VOIP - small businesss

brxndxn

Diamond Member
Apr 3, 2001
8,475
0
76
If you were tasked with moving to VOIP for an office of about 20 employees, how would you do it? I'm trying to make sure I don't overlook anything.

The office has a 20mb up/down dedicated fiber internet connection with service agreement..

What hosting service would you use?

What phones would you use?

Would you use something like trixbox?
 

imagoon

Diamond Member
Feb 19, 2003
5,199
0
0
I personally stick to PBX's with support agreements (hardware or otherwise) in business environments. The few dollars you save are typically lost quickly when the box goes down.

So Mitel, Avaya would be what I would be looking at. With 20 people, prob something with integrated voicemail.
 

drebo

Diamond Member
Feb 24, 2006
7,034
1
81
I would never, ever consider trixbox. That said, Asterisk itself can work very well in a small-to-medium office environment.

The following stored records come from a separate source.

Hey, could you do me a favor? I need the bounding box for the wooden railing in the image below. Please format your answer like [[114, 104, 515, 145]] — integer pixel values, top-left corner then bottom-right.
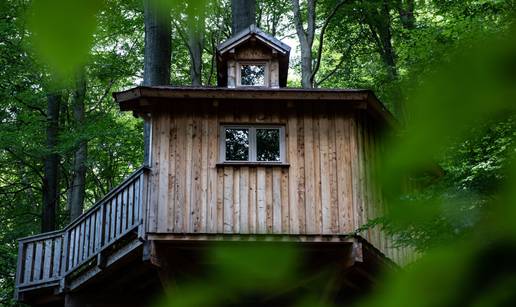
[[16, 168, 146, 290]]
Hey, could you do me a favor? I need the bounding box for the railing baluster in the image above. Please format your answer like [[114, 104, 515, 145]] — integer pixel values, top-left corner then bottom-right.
[[52, 236, 61, 277], [16, 241, 25, 284], [33, 241, 43, 281], [43, 239, 53, 280], [81, 218, 90, 262], [88, 213, 98, 256], [115, 192, 123, 239], [23, 243, 34, 283], [95, 203, 107, 252], [70, 227, 80, 269], [127, 184, 134, 227], [108, 199, 117, 242], [120, 188, 128, 232]]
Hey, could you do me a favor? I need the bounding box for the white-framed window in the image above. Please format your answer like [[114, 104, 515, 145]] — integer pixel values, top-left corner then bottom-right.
[[237, 62, 269, 87], [220, 125, 286, 164]]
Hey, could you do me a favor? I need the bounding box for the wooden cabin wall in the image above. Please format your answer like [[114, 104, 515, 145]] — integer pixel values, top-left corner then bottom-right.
[[144, 102, 416, 264]]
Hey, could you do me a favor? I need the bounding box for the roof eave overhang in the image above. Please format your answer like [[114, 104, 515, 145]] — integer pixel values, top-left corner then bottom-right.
[[113, 86, 397, 126]]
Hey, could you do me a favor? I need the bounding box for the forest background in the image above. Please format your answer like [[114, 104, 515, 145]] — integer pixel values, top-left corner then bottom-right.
[[0, 0, 516, 306]]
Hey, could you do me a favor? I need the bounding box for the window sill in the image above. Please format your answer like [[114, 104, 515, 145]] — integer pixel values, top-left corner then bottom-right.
[[216, 161, 290, 167]]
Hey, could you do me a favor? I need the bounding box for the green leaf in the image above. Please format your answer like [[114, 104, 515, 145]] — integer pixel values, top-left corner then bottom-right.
[[28, 0, 103, 79]]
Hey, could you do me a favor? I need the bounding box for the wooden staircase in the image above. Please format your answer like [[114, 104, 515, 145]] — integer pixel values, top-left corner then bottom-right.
[[15, 167, 148, 299]]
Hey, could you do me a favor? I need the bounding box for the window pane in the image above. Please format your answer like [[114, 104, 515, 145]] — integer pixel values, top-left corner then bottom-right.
[[240, 64, 265, 86], [226, 128, 249, 161], [256, 128, 281, 162]]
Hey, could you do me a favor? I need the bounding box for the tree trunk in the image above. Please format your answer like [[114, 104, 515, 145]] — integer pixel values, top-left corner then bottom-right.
[[143, 0, 172, 165], [364, 0, 405, 122], [231, 0, 256, 35], [70, 73, 88, 221], [187, 0, 206, 86], [292, 0, 315, 88], [41, 93, 61, 232], [398, 0, 416, 30]]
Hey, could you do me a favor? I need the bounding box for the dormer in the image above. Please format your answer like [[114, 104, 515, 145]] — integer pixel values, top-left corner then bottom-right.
[[217, 25, 290, 88]]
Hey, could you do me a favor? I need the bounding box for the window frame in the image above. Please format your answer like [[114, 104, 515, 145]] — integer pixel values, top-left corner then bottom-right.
[[236, 61, 269, 88], [219, 124, 286, 165]]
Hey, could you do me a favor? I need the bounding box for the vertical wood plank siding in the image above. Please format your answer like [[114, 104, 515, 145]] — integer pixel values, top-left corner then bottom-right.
[[148, 103, 378, 238]]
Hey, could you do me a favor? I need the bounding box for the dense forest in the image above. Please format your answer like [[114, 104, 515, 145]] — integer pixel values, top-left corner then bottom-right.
[[0, 0, 516, 306]]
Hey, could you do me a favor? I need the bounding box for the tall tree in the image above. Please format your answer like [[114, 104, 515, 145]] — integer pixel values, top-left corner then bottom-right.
[[143, 0, 172, 164], [69, 72, 88, 221], [291, 0, 346, 88], [362, 0, 405, 121], [41, 92, 62, 232], [172, 0, 208, 86], [231, 0, 256, 35], [291, 0, 315, 88]]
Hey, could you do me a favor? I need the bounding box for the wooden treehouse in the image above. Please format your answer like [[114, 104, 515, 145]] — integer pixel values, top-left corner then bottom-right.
[[16, 26, 406, 306]]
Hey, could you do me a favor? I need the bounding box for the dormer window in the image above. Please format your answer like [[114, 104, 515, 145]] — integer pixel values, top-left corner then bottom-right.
[[217, 25, 290, 88], [238, 63, 268, 86]]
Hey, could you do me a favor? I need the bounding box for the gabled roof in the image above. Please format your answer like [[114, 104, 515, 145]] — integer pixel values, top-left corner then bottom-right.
[[217, 24, 290, 55]]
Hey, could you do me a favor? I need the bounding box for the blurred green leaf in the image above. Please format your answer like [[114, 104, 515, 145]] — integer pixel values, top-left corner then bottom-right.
[[28, 0, 103, 79]]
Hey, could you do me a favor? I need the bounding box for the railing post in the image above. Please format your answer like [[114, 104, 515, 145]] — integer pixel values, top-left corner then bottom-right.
[[97, 201, 106, 252], [138, 168, 148, 241], [15, 241, 25, 296]]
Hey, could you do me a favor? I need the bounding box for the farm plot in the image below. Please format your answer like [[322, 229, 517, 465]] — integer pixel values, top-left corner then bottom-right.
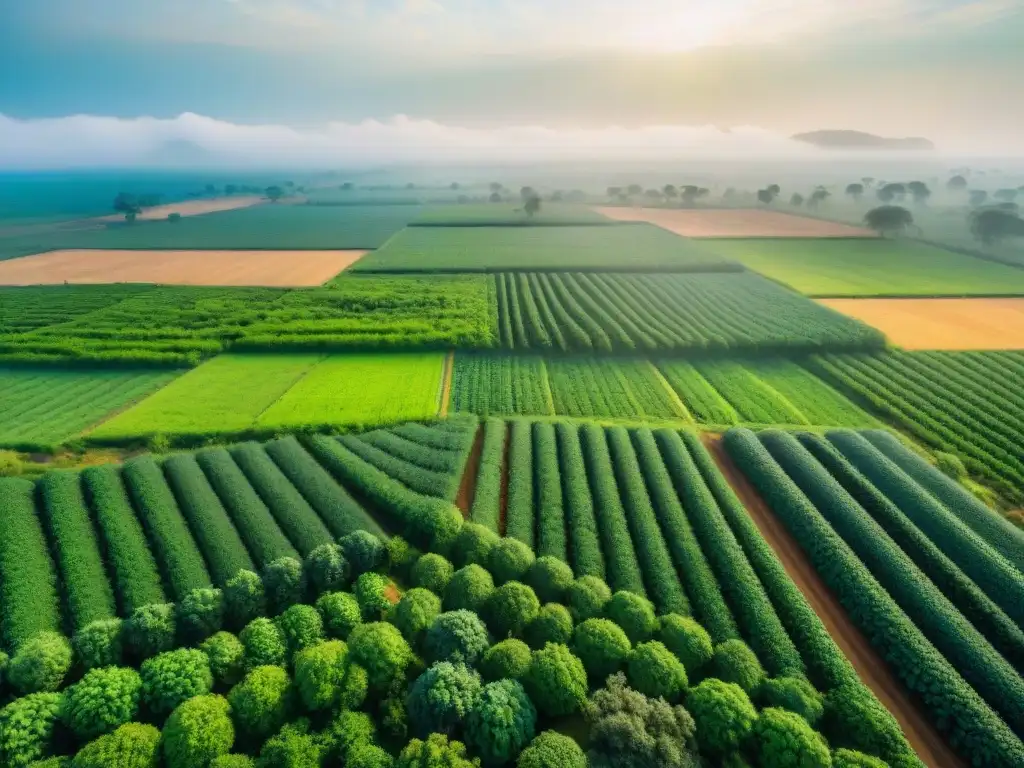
[[807, 352, 1024, 501], [354, 224, 740, 272], [0, 367, 178, 449], [725, 430, 1024, 766], [597, 207, 877, 238], [0, 251, 366, 288], [495, 272, 884, 353], [820, 299, 1024, 351], [701, 238, 1024, 298]]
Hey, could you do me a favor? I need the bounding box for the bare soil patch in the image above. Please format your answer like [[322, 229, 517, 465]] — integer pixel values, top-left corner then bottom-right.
[[818, 298, 1024, 350], [0, 250, 367, 288], [597, 207, 878, 238], [703, 434, 965, 768]]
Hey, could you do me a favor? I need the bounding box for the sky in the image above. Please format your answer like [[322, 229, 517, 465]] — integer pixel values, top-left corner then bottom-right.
[[0, 0, 1024, 163]]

If you have a decent enough router and you were fairly confident in your internet connection (and you were my customer), I would provide you with a hosted PBX that was asterisk-based.

There are a lot of options, and my best advice to you would be to find someone else to set it up for you. Preferably someone with several positive references. Joe Blow out of his house doesn't really help you when it goes down. However, a company with many, many phonesystem installs gives you a finger to point at someone.

Imagoon's mostly right. You want someone to point the finger at when there's a problem. Don't set it up yourself unless you're very technically savvy. Also, the PBX hardware itself is generally the lowest-cost item. The phones (particularly in a VOIP environment) are the most expensive part.

If you absolutely must set it up yourself and you don't want to take the time to learn Asterisk the right way, Elastix is a fairly decent packaged install of Asterisk. That said, I'd still recommend that you read "Asterisk: The Future of Telephony" (Free downloadable PDF at http://www.asteriskdocs.org) at least twice and spend two or more months familiarizing yourself with Asterisk at the config-file level before you install any GUI. That way, when shit doesn't work right, you'll know where to go, what to look for, and how to go about finding info to fix it.

I have asterisk PBXes set up for 80 phone offices, multi-location businesses (4 locations off one PBX), hosted pbxes for offices with 30+ phones, and my voice switch for my ITSP is Asterisk-based (with a Cisco AS5400 for a media gateway). Asterisk works great when set up properly. It can also work not-so-great when not set up properly. If you don't want your coworkers or customers jumping down your throat at the slightest problem, find a company else who specializes in this kind of work to do it for you.
 
Last edited:

mxnerd

Diamond Member
Jul 6, 2007
6,799
1,103
126
I tried Elasitx (trixbox/asterisk variant) and like it very much. But since I'm not VOIP savvy, I do not dare to recommend it to anyone, or in our environment.

Like others said, you want to have someone do it for you. Even if they offer turnkey Trixbox/Asterisk/Elastix systems.

Pure VOIP is pretty tricky, especially on fax side.
 

imagoon

Diamond Member
Feb 19, 2003
5,199
0
0
I very much agree with Drebo. The main reason I don't suggest asterisk is not because it is a bad piece of software but more than it always seems to be the go to of the "jack of all trades" IT guy with "FREE!" in his eyes that will never have the time to learn it and work with it well and thus turn a simple 'one line fix' in to 24 hours of down time. If you have a pro set it up, asterisk is fine.
 
Last edited:

kevnich2

Platinum Member
Apr 10, 2004
2,465
8
76
My suggestion is to look at a hosted VOIP company called vocalocity. I've turned several small businesses to them and they have an impressive record of stability, good customer service & most of all reliability. They charge per user. Since it is VOIP, it does utilize your bandwidth but given you need 20 user's, if all 20 were using it simultaniously, it would consume approximately 2mb/sec of bandwidth and given you have a 20mb/sec fiber optic connection, your connection would more than provide enough for it. It is a hosted VOIP solution, you don't have to buy any equipment other than the phones themselves. The downside - if your internet goes down, so do phones. The good thing is that your customers wouldn't know it as they'd simply be directed to your company's voicemail or the individual phone's voicemail. You could even put a redirection to an employee's cell phone if you wish. I'm not in any way associated with vocalocity but after 3+ years doing business with them, I've been more than pleased with their service.